Denny sendiri beralasan, program pembayaran elektronik di Ditjen Imigrasi itu memberi kemudahan bagi masyarakat yang akan membuat paspor. Pemohon paspor tidak perlu lagi mengantre di loket untuk membayar biaya pembuatan paspor karena biaya langsung ditarik dari kartu debit atau anjungan tunai mandiri milik pemohon paspor secara elektronik. Walau begitu, pemohon yang ingin membayar tunai untuk biaya pembuatan paspor tetap dimungkinkan.
Penyedia sistem elektronik itu adalah PT Nusa Indah Arta dan PT Finnet Indonesia, anak usaha PT Telkom Indonesia.

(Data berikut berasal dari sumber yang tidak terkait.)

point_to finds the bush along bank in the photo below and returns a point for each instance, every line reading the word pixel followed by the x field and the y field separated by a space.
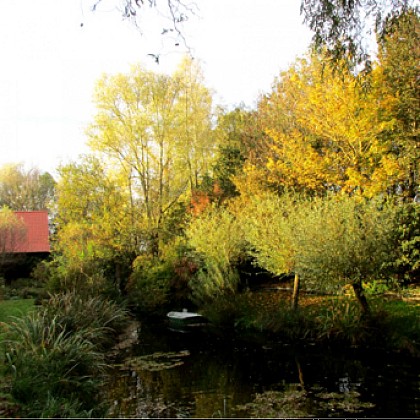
pixel 391 324
pixel 54 358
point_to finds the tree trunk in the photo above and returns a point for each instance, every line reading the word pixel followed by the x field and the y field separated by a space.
pixel 295 296
pixel 361 298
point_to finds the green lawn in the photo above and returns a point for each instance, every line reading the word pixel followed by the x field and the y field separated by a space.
pixel 16 307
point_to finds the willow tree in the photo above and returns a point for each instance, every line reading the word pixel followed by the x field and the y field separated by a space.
pixel 95 223
pixel 155 129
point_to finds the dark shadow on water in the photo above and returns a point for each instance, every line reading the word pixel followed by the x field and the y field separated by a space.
pixel 206 374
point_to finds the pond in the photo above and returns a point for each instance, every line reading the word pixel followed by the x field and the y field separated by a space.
pixel 209 374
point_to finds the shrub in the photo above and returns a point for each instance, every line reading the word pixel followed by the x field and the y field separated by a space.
pixel 149 284
pixel 406 239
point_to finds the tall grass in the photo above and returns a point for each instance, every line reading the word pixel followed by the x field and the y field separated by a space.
pixel 54 357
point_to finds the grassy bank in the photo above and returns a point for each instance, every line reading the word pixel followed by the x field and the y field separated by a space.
pixel 54 357
pixel 393 323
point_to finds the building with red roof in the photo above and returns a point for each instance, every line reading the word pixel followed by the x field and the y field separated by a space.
pixel 37 232
pixel 26 253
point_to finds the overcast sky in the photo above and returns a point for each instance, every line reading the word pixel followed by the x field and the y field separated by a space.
pixel 50 62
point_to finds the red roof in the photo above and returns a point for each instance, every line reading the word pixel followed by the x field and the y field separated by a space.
pixel 37 234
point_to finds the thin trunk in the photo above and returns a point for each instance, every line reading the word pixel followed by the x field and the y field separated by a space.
pixel 296 287
pixel 361 298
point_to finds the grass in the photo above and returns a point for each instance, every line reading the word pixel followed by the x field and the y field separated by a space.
pixel 18 307
pixel 394 321
pixel 55 357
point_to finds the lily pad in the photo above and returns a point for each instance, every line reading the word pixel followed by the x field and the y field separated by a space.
pixel 157 361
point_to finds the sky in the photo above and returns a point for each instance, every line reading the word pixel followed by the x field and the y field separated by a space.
pixel 53 52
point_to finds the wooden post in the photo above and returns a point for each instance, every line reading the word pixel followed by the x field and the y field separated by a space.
pixel 295 297
pixel 360 296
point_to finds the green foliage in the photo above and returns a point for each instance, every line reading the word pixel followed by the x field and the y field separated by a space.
pixel 218 242
pixel 90 278
pixel 344 239
pixel 213 282
pixel 95 317
pixel 406 241
pixel 45 359
pixel 149 284
pixel 54 356
pixel 15 308
pixel 25 190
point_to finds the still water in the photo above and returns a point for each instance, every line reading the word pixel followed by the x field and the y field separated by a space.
pixel 209 374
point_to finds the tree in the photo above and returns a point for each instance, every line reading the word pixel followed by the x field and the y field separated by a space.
pixel 344 28
pixel 272 226
pixel 156 130
pixel 345 240
pixel 217 239
pixel 326 132
pixel 25 190
pixel 399 79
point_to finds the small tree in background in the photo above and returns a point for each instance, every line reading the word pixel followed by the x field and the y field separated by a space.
pixel 12 235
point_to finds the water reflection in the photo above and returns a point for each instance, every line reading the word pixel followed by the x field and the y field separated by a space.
pixel 202 375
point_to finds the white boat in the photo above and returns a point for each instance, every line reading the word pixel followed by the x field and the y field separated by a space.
pixel 185 318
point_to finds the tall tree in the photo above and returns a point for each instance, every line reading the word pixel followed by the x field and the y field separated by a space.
pixel 399 79
pixel 156 129
pixel 326 132
pixel 22 189
pixel 345 27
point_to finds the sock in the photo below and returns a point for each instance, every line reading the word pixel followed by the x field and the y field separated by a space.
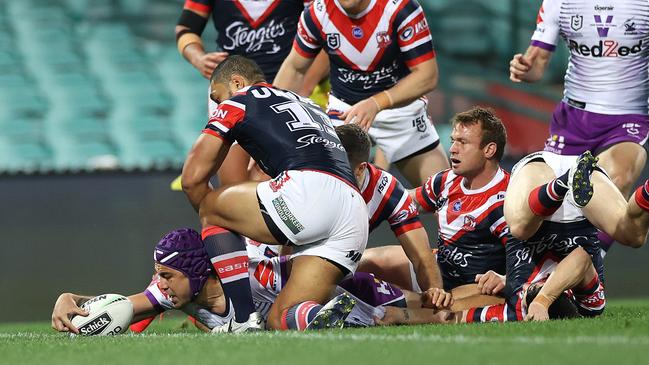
pixel 590 298
pixel 300 315
pixel 605 242
pixel 642 196
pixel 547 198
pixel 227 251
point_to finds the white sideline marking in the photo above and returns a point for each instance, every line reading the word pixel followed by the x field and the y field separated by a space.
pixel 417 337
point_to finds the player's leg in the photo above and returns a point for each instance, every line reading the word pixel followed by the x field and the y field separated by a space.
pixel 625 221
pixel 623 162
pixel 312 282
pixel 236 208
pixel 388 263
pixel 419 167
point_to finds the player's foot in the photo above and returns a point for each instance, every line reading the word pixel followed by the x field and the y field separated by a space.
pixel 254 323
pixel 579 184
pixel 176 184
pixel 334 313
pixel 562 308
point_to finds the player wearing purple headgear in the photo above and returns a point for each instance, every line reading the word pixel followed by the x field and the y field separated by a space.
pixel 185 280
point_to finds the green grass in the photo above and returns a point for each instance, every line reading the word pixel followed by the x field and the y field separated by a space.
pixel 620 336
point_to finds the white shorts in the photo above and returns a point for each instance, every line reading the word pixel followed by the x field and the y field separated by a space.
pixel 560 164
pixel 398 132
pixel 320 214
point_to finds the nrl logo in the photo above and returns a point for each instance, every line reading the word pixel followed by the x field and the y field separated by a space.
pixel 333 40
pixel 576 22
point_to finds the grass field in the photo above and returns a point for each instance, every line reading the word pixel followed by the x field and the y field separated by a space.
pixel 620 336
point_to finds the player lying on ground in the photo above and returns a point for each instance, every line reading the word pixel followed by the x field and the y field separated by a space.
pixel 184 280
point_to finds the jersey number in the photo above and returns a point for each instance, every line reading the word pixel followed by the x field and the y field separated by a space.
pixel 304 117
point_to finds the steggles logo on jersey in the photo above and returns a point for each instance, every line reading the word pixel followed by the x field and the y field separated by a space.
pixel 357 32
pixel 254 40
pixel 348 76
pixel 333 40
pixel 576 22
pixel 383 39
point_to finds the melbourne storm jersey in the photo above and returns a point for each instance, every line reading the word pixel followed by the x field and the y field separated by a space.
pixel 262 30
pixel 472 227
pixel 368 52
pixel 281 131
pixel 609 47
pixel 388 200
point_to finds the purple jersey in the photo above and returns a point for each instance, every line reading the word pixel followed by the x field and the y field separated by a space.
pixel 369 52
pixel 262 30
pixel 281 131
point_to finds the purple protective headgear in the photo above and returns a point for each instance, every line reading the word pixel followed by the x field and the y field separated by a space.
pixel 183 250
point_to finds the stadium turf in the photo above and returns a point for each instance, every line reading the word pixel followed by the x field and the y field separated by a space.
pixel 620 336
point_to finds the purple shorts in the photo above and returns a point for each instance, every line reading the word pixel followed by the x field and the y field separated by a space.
pixel 574 130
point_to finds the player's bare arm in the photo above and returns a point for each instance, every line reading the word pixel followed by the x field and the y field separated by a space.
pixel 422 79
pixel 415 245
pixel 202 163
pixel 529 67
pixel 188 31
pixel 68 305
pixel 490 283
pixel 573 270
pixel 291 74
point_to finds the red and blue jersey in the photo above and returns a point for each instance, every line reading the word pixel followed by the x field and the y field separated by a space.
pixel 368 52
pixel 262 30
pixel 472 227
pixel 281 131
pixel 387 199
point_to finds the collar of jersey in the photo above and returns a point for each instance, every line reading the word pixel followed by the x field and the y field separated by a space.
pixel 369 8
pixel 495 180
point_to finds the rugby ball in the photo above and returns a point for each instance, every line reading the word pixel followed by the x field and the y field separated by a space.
pixel 110 314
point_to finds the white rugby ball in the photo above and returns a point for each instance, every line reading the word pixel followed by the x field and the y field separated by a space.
pixel 110 314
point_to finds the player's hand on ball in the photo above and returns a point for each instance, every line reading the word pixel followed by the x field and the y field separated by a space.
pixel 537 312
pixel 207 62
pixel 490 283
pixel 436 298
pixel 362 114
pixel 64 309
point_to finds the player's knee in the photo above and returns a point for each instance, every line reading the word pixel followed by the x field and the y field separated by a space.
pixel 520 230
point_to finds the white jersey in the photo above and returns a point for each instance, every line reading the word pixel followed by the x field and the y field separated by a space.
pixel 609 44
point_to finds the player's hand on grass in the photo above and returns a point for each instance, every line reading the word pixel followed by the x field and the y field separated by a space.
pixel 362 113
pixel 436 298
pixel 64 309
pixel 518 67
pixel 207 62
pixel 537 312
pixel 490 283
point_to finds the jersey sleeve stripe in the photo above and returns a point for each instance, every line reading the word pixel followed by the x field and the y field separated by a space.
pixel 409 18
pixel 197 6
pixel 543 45
pixel 415 223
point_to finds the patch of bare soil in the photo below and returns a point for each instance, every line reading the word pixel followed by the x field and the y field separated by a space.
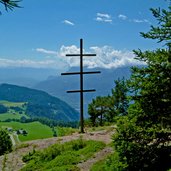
pixel 13 161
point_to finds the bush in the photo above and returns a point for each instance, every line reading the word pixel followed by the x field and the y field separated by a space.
pixel 5 142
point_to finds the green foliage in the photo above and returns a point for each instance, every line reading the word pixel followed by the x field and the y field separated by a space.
pixel 62 156
pixel 63 131
pixel 5 142
pixel 105 109
pixel 142 141
pixel 35 130
pixel 3 109
pixel 111 163
pixel 38 103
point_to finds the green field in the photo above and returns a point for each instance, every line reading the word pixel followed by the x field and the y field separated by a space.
pixel 35 130
pixel 11 104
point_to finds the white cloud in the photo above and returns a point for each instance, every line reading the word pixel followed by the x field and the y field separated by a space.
pixel 107 57
pixel 67 22
pixel 41 50
pixel 101 17
pixel 123 17
pixel 107 16
pixel 140 21
pixel 28 63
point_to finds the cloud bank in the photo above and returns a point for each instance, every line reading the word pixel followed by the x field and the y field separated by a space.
pixel 106 57
pixel 101 17
pixel 67 22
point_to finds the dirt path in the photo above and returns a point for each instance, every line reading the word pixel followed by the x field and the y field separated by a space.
pixel 13 161
pixel 97 157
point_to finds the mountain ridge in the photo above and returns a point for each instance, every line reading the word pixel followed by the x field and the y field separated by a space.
pixel 39 103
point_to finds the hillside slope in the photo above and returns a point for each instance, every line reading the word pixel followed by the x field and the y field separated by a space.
pixel 39 103
pixel 103 83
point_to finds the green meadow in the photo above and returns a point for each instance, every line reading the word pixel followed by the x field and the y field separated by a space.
pixel 35 130
pixel 10 115
pixel 11 104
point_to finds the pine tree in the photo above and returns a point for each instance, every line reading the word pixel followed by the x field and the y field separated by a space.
pixel 143 141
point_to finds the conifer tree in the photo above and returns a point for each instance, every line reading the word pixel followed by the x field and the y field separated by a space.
pixel 143 139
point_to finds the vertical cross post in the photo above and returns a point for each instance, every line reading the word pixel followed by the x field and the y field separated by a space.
pixel 81 91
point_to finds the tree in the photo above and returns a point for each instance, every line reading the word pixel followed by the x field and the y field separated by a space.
pixel 10 4
pixel 120 97
pixel 97 110
pixel 108 107
pixel 5 142
pixel 143 137
pixel 3 109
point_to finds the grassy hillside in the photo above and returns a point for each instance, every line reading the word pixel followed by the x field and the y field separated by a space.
pixel 16 110
pixel 38 103
pixel 35 130
pixel 62 156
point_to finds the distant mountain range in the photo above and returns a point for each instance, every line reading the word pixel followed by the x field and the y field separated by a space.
pixel 23 76
pixel 39 103
pixel 103 83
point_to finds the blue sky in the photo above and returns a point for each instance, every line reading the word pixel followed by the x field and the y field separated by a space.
pixel 42 32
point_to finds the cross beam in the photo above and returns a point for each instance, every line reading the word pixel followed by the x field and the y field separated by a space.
pixel 81 73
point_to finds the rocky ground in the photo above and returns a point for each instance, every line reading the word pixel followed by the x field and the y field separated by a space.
pixel 13 161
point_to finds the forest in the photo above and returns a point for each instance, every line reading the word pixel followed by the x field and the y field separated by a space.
pixel 140 107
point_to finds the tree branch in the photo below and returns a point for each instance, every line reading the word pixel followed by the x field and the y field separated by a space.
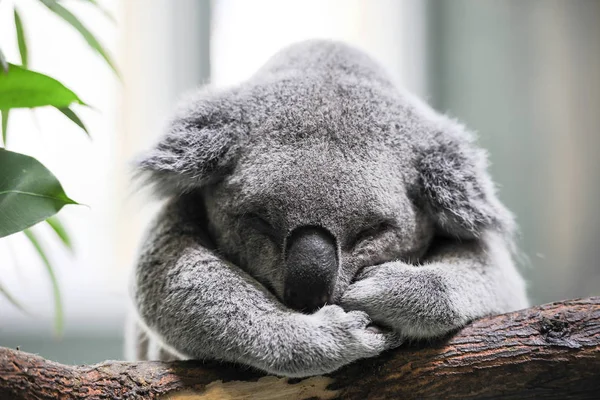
pixel 550 351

Mereka berperan menyediakan alat dan mesin payment gateway. Penyediaan alat itu sama sekali tidak menggunakan Anggaran Pendapatan dan Belanja Negara.
Biaya pembuatan paspor ditarik dari kartu debit atau ATM pemohon paspor dan langsung masuk kas negara. Pengguna sistem ini juga dikenakan biaya Rp 5.000 karena telah menggunakan jasa perbankan.